When we weren't making love, or out playing tourist, we talked about the Plan. Plan with a capital P by then: it was the centerpiece of our lives. I kept her apprised of each step, but only in the most general way. 'Everything is in place now,' I would say, 'and the money is starting to accumulate.' And 'The birth certificate came this week.' And 'I'm about to increase the amount of cash coming in each month.' I reiterated that it was for her own protection—the less she knew, the better off she was if anything went wrong.

There was another reason, too.
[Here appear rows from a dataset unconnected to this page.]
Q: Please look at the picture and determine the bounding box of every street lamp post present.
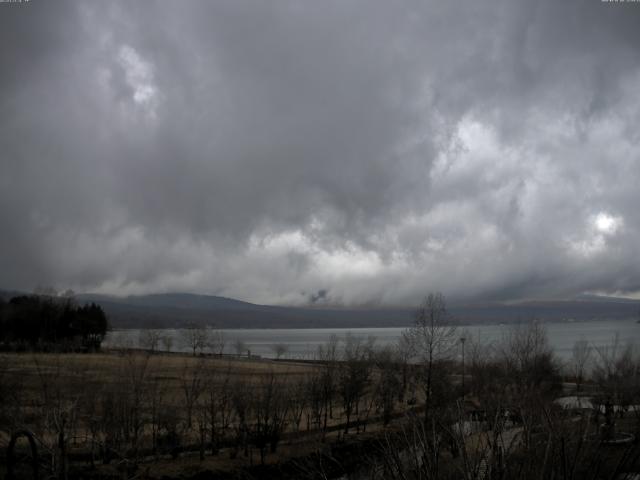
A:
[460,337,467,399]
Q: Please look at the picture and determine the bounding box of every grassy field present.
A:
[0,350,404,478]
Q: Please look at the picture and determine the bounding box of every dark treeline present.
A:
[0,295,108,350]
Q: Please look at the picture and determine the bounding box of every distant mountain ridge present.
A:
[0,291,640,328]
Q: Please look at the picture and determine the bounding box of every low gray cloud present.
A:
[0,0,640,306]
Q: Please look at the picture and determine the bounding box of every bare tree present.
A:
[406,293,457,422]
[180,359,206,430]
[207,327,227,356]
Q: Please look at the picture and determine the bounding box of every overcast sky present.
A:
[0,0,640,306]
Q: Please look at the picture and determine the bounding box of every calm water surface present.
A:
[105,320,640,359]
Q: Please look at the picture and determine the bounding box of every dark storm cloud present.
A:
[0,0,640,305]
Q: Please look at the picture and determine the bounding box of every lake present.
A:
[104,320,640,359]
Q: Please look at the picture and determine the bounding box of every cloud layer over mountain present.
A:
[0,0,640,305]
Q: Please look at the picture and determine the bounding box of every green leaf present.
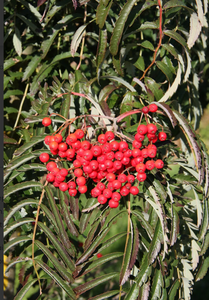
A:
[22,55,41,81]
[13,26,22,56]
[144,77,163,101]
[38,222,75,271]
[96,29,107,68]
[96,0,113,29]
[4,133,17,144]
[14,278,38,300]
[45,186,75,256]
[163,30,188,49]
[4,181,43,199]
[4,199,39,226]
[14,135,45,156]
[151,269,164,300]
[4,217,35,238]
[168,279,180,300]
[195,257,209,281]
[74,272,118,295]
[155,61,173,83]
[16,14,44,38]
[88,290,120,300]
[4,236,32,253]
[35,259,76,300]
[110,0,137,56]
[35,240,74,283]
[59,191,79,237]
[70,24,88,57]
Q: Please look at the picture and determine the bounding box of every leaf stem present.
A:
[119,195,131,300]
[139,0,163,81]
[32,181,48,295]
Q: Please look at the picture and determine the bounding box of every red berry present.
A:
[44,135,52,145]
[109,200,119,208]
[137,124,147,135]
[136,163,146,173]
[46,161,57,172]
[120,186,130,197]
[39,153,49,162]
[118,174,127,183]
[148,103,158,112]
[103,189,112,198]
[78,185,87,194]
[59,182,68,192]
[46,173,55,182]
[97,133,107,144]
[73,169,83,177]
[127,175,135,183]
[110,141,119,151]
[68,189,78,197]
[59,168,68,177]
[155,159,164,169]
[112,180,122,190]
[49,142,59,151]
[142,106,149,115]
[74,129,84,140]
[76,176,86,186]
[81,141,91,150]
[97,195,107,204]
[118,141,128,152]
[141,148,148,158]
[158,131,167,142]
[105,131,115,142]
[130,186,139,195]
[91,145,102,157]
[112,192,121,201]
[147,124,157,134]
[97,182,105,191]
[54,133,62,144]
[68,181,76,189]
[136,173,147,182]
[145,160,155,171]
[42,117,52,127]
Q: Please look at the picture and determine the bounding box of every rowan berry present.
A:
[59,182,68,192]
[46,173,55,182]
[158,131,167,142]
[97,195,107,204]
[74,129,84,140]
[78,185,87,194]
[130,186,139,195]
[46,161,57,172]
[76,176,86,186]
[97,133,107,144]
[155,159,164,169]
[42,117,52,127]
[39,153,49,163]
[142,106,149,115]
[148,103,158,112]
[105,131,115,142]
[137,124,147,135]
[108,200,119,208]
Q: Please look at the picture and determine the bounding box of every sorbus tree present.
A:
[4,0,209,300]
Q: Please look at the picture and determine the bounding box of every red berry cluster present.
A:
[39,108,167,208]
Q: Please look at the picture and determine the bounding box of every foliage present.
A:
[4,0,209,300]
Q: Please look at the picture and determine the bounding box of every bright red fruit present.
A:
[109,200,119,208]
[148,103,158,112]
[158,131,167,142]
[42,117,52,127]
[39,153,49,162]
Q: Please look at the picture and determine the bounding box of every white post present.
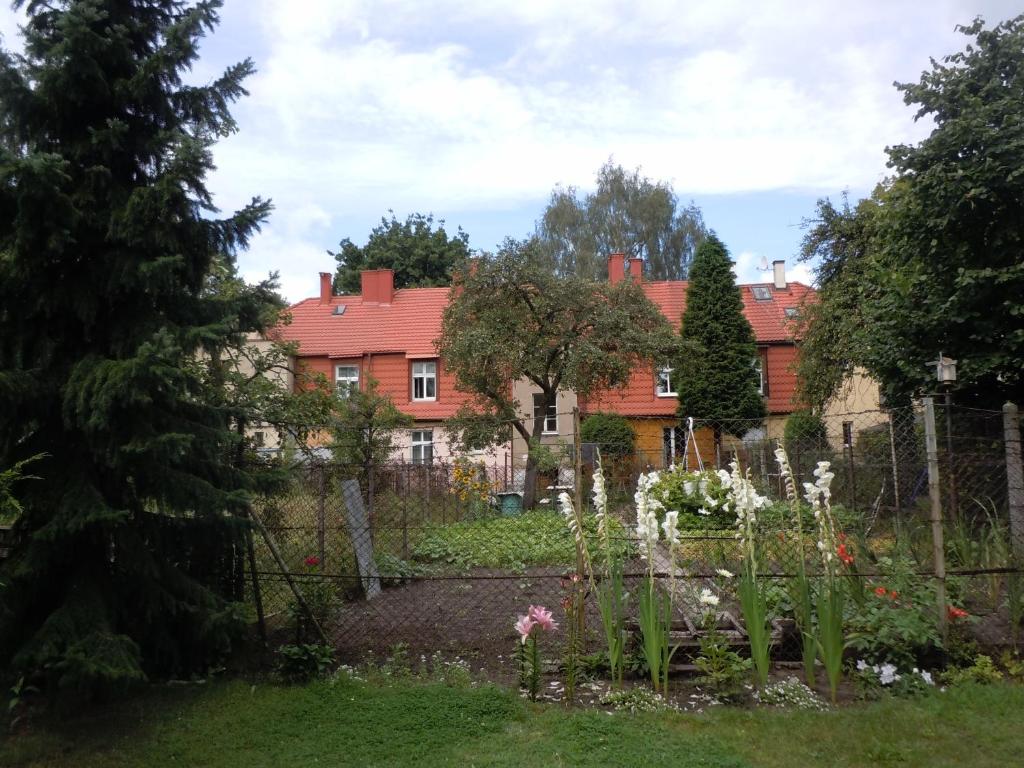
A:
[1002,402,1024,564]
[925,397,946,638]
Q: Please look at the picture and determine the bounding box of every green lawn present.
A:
[0,680,1024,768]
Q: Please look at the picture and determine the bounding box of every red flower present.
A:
[946,605,970,622]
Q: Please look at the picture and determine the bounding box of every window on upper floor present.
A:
[534,392,558,434]
[413,360,437,400]
[412,429,434,464]
[334,366,359,397]
[751,352,768,395]
[654,366,676,397]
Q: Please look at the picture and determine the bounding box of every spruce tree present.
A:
[677,233,765,444]
[0,0,269,689]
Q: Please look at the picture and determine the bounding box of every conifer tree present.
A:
[0,0,269,689]
[677,233,765,445]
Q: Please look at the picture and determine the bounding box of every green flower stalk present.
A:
[775,445,818,688]
[804,462,846,703]
[592,460,629,688]
[729,462,771,688]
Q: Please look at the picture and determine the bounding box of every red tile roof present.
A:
[643,281,816,344]
[281,281,815,357]
[280,288,450,357]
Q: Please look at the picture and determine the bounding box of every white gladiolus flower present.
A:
[662,509,679,545]
[594,463,608,539]
[700,587,719,607]
[558,490,579,536]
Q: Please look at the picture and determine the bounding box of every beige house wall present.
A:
[821,369,889,451]
[512,379,577,466]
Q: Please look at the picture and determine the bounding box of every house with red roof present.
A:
[275,269,510,473]
[275,254,815,475]
[580,254,815,467]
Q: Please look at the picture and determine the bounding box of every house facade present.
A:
[274,269,512,469]
[580,254,814,467]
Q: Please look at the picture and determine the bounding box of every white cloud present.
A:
[732,251,814,286]
[8,0,1015,298]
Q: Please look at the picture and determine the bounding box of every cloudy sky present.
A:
[0,0,1020,301]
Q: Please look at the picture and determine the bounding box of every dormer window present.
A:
[654,366,677,397]
[334,366,359,397]
[413,360,437,400]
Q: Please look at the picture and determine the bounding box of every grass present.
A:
[0,680,1024,768]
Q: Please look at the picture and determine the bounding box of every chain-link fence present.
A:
[247,399,1024,675]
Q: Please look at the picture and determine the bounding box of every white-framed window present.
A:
[654,366,677,397]
[413,360,437,400]
[412,429,434,464]
[534,392,558,434]
[751,353,768,395]
[334,366,359,397]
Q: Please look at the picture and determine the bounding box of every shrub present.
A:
[849,557,942,669]
[580,413,637,459]
[278,643,334,683]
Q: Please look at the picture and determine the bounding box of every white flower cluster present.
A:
[662,509,679,546]
[633,472,664,560]
[857,658,935,685]
[683,469,732,516]
[558,490,580,538]
[699,587,719,608]
[754,677,828,710]
[804,462,838,571]
[594,462,608,541]
[729,462,769,561]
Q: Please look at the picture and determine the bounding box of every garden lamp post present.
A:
[928,352,959,515]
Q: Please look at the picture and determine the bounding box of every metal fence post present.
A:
[925,397,947,639]
[316,467,327,570]
[1002,402,1024,564]
[889,412,903,541]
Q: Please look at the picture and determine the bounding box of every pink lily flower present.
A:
[527,605,558,632]
[515,615,537,645]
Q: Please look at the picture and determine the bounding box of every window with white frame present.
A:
[412,429,434,464]
[413,360,437,400]
[654,366,676,397]
[534,392,558,434]
[334,366,359,397]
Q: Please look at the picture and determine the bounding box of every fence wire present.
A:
[247,400,1024,662]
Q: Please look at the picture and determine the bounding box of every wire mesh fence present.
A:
[247,401,1024,675]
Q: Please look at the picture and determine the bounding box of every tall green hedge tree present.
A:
[799,14,1024,408]
[676,233,765,445]
[0,0,269,689]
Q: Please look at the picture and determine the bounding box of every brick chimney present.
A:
[630,256,643,283]
[321,272,334,304]
[608,253,626,286]
[359,269,394,304]
[771,259,785,291]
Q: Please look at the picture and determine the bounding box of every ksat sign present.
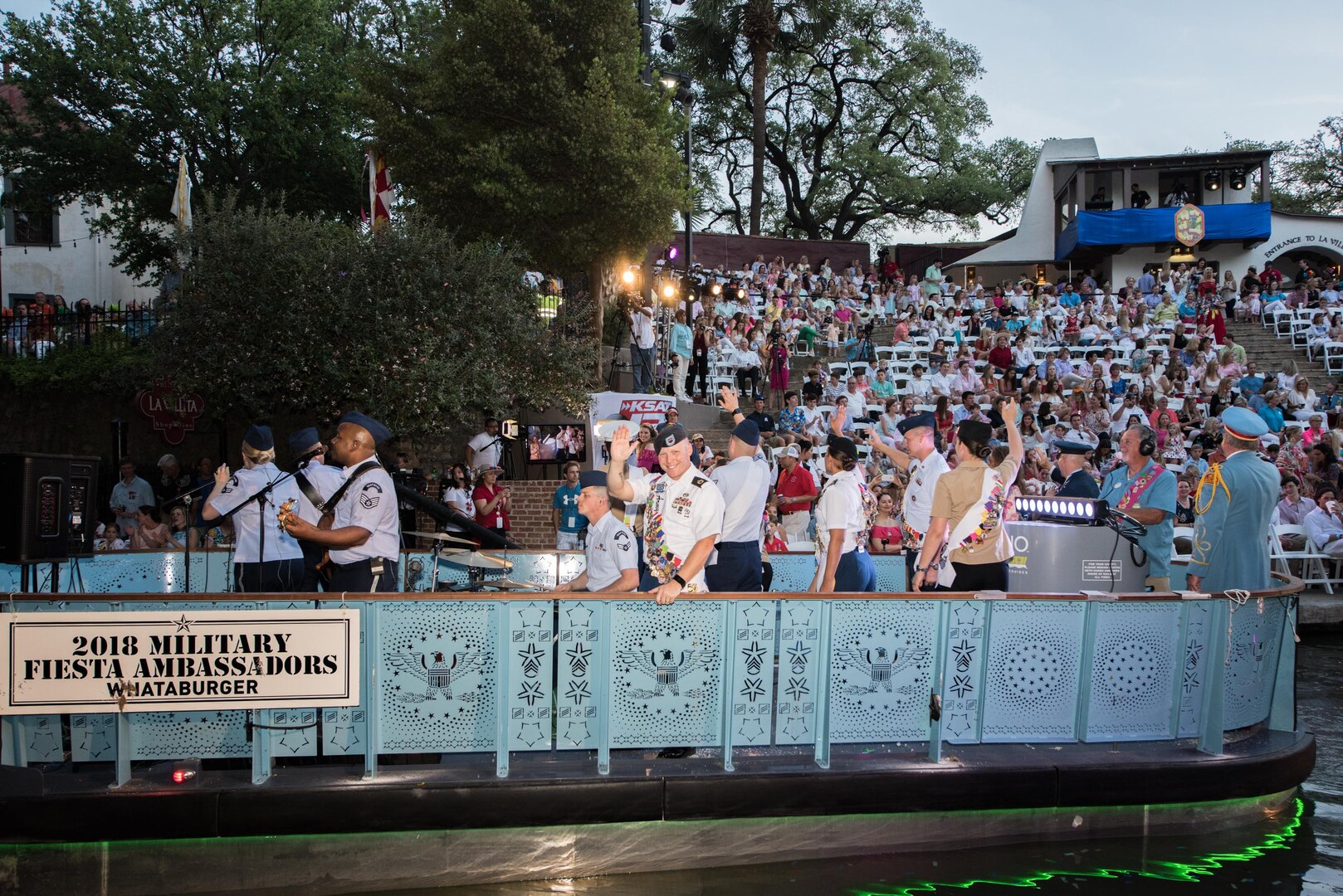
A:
[135,376,206,445]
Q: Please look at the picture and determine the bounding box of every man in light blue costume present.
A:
[1189,407,1282,594]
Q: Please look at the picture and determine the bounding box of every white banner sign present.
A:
[0,610,359,714]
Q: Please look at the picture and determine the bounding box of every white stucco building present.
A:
[947,137,1343,289]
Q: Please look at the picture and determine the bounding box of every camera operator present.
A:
[623,295,657,392]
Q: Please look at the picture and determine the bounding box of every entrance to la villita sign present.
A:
[0,610,360,714]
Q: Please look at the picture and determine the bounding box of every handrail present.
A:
[8,572,1306,603]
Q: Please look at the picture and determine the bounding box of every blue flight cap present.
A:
[732,421,760,447]
[896,411,937,436]
[1054,439,1096,454]
[579,470,606,489]
[289,426,322,455]
[1222,407,1267,442]
[243,423,276,451]
[339,411,392,445]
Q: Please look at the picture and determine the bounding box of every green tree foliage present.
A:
[148,202,595,436]
[363,0,686,273]
[0,0,372,280]
[672,0,1037,239]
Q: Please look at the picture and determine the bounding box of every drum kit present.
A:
[406,532,540,591]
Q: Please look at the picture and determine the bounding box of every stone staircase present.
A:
[1226,321,1343,392]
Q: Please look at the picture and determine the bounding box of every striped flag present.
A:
[172,156,191,230]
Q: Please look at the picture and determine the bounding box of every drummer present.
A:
[554,470,639,591]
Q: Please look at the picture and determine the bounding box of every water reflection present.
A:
[403,636,1343,896]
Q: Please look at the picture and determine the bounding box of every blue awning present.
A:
[1056,202,1272,261]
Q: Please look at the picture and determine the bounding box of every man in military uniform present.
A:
[606,423,724,605]
[1049,439,1100,499]
[867,411,951,591]
[1100,425,1175,591]
[1189,407,1282,594]
[289,426,345,591]
[287,411,402,591]
[554,470,639,591]
[704,386,771,591]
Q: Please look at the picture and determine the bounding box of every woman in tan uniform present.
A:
[913,402,1025,591]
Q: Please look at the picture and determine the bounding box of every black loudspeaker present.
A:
[0,454,100,562]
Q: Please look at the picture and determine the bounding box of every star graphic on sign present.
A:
[737,718,764,742]
[564,722,588,747]
[517,722,545,747]
[517,607,545,629]
[951,601,979,626]
[741,601,774,626]
[947,712,969,738]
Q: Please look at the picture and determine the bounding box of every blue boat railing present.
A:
[0,552,1301,783]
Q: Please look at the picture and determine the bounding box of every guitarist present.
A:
[200,426,304,592]
[289,426,345,591]
[272,411,402,591]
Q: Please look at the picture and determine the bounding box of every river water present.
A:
[419,635,1343,896]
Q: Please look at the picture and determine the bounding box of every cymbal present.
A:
[485,579,540,591]
[445,551,513,572]
[402,532,476,547]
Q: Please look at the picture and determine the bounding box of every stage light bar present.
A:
[1017,495,1109,525]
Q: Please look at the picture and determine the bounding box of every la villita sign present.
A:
[135,376,206,445]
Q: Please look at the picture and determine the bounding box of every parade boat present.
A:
[0,543,1315,892]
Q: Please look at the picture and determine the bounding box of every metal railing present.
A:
[0,306,163,360]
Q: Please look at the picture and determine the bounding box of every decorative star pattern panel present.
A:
[1223,598,1291,731]
[554,601,607,750]
[610,601,725,747]
[504,601,554,750]
[376,601,500,752]
[1085,601,1182,740]
[728,599,778,747]
[941,601,989,744]
[774,601,822,746]
[1179,601,1211,738]
[830,601,937,743]
[982,601,1087,743]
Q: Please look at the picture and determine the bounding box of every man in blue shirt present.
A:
[1236,362,1264,397]
[1100,426,1175,591]
[550,460,588,551]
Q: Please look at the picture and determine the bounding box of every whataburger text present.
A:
[0,608,359,714]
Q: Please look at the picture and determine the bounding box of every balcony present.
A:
[1054,202,1272,261]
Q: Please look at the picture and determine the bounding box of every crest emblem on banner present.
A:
[1175,202,1204,246]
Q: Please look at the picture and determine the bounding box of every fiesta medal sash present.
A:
[937,466,1008,588]
[1119,460,1165,510]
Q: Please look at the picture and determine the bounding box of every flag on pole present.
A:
[368,152,392,232]
[172,156,191,230]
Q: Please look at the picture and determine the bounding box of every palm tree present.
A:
[676,0,834,236]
Each little morsel I passed on only whetted her appetite for more. Tantalized her, kept her in a constant state of suspense. It grew into a game, a kind of verbal foreplay. I dropped hints, she begged for more details; and when I refused, she offered to do this or that in bed in exchange for another tidbit of information. But I never gave in. There was no need. We were already doing most of what she offered as it was.

The one thing we did discuss in detail, and often, was where we would go to start our new life together. Annalise's first choice was Paris, then New York, then the French Riviera or one of the Greek islands. None of those places appealed to me. New York was too expensive and the chance of recognition there too great. Paris and the French Riviera were simply too expensive. More than half a million dollars was a small fortune in those days, but you could go through it in a hell of a hurry in overpriced cities or jet-set playgrounds. My objection to a Greek island, to most locales where English was not the primary language and Americans not the primary inhabitants, was that U.S. expatriates with plenty of money and no visible means of support were liable to stand out. The last thing we could afford to do was to attract attention.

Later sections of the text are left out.